Dworzec PKP w Sobótce nieczynny jest od kilkunastu lat. W 1960 roku wyjazdy z Wrocławia w okolice Ślęży stały się szczególnie modne. W latach dziewięćdziesiątych linię uznano za nierentowną i zlikwidowano. Stacja służy jednak filmowcom.
Na peronie kręcono m.in. „Pannę Nikt” w reżyserii Andrzeja Wajdy, oraz „Pigułki dla Aurelii” w reż. Stanisława Lenartowicza. Ten ostatni jest wojennym dramatem i pochodzi z 1958 roku. W latach 90. kręcono tu ujęcia do wielu międzynarodowych produkcji. Zdjęcia trwały zaledwie kilka dni. W tym czasie na peronie pojawiały się zabytkowe wagony, parowozy oraz statyści.
- Głównie grał peron, który z powodu architektury kojarzy się z dwudziestoleciem lub czasami okupacji. Zapamiętałem tutaj trzy produkcje międzynarodowe.

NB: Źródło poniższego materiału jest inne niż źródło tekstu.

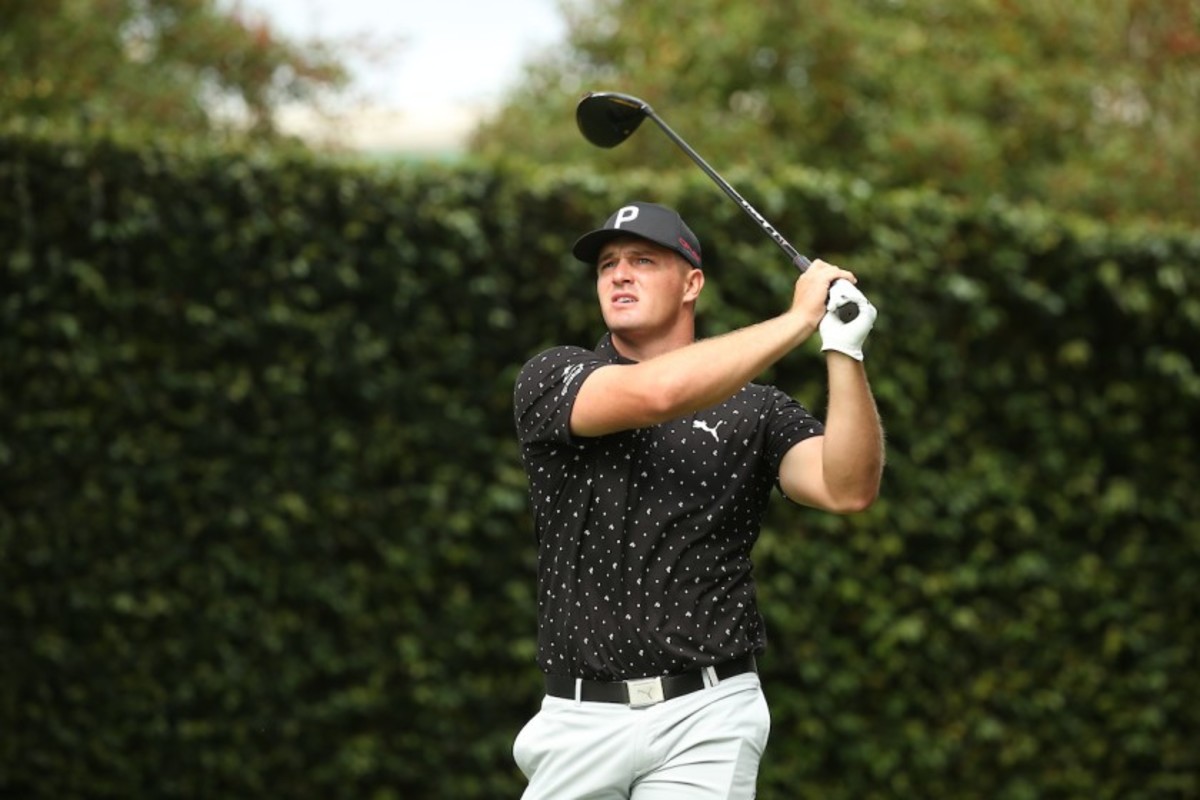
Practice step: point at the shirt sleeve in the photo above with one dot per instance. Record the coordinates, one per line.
(789, 423)
(545, 394)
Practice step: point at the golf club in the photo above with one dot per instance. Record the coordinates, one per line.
(609, 118)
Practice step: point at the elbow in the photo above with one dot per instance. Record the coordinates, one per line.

Inne dworce w naszym regionie również cieszą się powodzeniem np. w Kątach Wrocławskich, czy Dworzec Nadodrze – mówi Piotr Michlik, który mieszka niedaleko stacji.

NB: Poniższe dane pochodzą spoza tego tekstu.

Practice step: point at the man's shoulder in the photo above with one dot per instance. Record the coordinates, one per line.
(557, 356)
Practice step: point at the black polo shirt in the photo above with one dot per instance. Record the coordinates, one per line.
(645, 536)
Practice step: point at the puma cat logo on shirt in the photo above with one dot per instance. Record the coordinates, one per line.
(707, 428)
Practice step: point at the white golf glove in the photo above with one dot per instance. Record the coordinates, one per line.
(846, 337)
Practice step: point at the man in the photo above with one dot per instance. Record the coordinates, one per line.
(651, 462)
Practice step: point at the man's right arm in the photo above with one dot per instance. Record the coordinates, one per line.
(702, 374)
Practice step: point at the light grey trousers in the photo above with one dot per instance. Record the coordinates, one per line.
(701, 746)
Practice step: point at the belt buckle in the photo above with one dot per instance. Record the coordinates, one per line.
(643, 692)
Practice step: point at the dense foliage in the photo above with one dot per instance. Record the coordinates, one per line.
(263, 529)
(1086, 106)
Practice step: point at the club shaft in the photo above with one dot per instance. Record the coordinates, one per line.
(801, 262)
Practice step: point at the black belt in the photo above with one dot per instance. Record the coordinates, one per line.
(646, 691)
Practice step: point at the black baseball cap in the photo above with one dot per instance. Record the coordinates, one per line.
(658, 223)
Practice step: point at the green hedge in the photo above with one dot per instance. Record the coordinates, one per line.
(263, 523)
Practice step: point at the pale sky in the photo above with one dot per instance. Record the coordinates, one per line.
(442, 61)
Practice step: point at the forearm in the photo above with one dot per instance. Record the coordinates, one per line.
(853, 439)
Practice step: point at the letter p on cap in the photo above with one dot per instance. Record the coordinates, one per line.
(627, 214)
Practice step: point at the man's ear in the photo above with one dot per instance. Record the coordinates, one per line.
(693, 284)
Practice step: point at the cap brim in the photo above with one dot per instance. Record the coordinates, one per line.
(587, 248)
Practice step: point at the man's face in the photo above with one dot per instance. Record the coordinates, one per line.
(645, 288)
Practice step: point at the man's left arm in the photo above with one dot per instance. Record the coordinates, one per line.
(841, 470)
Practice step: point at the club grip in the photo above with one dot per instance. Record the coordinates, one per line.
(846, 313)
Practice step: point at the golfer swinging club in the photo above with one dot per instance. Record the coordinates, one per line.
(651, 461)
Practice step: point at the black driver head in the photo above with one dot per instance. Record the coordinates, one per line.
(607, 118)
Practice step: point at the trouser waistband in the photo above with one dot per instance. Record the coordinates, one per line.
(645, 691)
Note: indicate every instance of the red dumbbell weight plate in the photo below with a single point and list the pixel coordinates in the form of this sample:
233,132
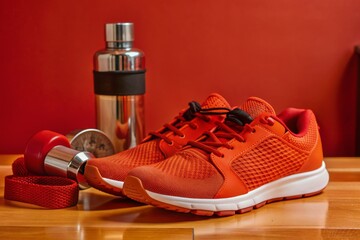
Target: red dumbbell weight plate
39,146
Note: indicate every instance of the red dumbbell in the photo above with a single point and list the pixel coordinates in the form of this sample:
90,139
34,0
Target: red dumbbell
49,153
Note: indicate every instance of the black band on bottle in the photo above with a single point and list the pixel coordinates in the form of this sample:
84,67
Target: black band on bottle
119,83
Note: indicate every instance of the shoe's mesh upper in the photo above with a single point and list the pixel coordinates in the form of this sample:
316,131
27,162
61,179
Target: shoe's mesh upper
143,154
215,100
270,160
189,164
117,166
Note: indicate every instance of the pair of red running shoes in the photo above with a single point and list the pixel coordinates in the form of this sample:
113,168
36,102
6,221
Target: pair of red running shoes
216,159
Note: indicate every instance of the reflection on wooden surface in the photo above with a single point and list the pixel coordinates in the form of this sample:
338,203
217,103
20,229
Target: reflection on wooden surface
334,214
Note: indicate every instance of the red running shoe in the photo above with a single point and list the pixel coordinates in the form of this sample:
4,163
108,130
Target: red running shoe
107,174
254,157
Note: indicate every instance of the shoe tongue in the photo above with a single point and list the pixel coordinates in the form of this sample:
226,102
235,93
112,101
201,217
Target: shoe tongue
255,106
215,100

15 września (sobota) o godzinie 9. w ramach Europejskich Dni Dziedzictwa Narodowego odbędzie się podróż pociągiem linii 285 (Wrocław Główny – Kobierzyce – Sobótka Zachodnia). Wyjazd z peronu 5. z którego dawniej odprawiano skład do Sobótki. Rozkład jazdy zostanie ogłoszony na dwa tygodnie przed terminem. Wszelkie szczegóły imprezy na stronie: www.ksk.wroclaw.pl. Organizatorem bezpłatnego wyjazdu jest Klub Sympatyków Kolei z Wrocławia. Obecnie linia używana tylko w ruchu towarowym. Pociągi przewożące granit kursują 2-4 razy w tygodniu. W latach 50 i sześćdziesiątych linia służyła mieszkańcom Dolnego Śląska do przyjazdu do Sobótki. Jednak kolej zastąpiły autobusy PKS oraz przewoźnicy prywatni. Na stacji PKP w Sobótce mieszkają obecnie byli pracownicy kolei oraz ich rodziny.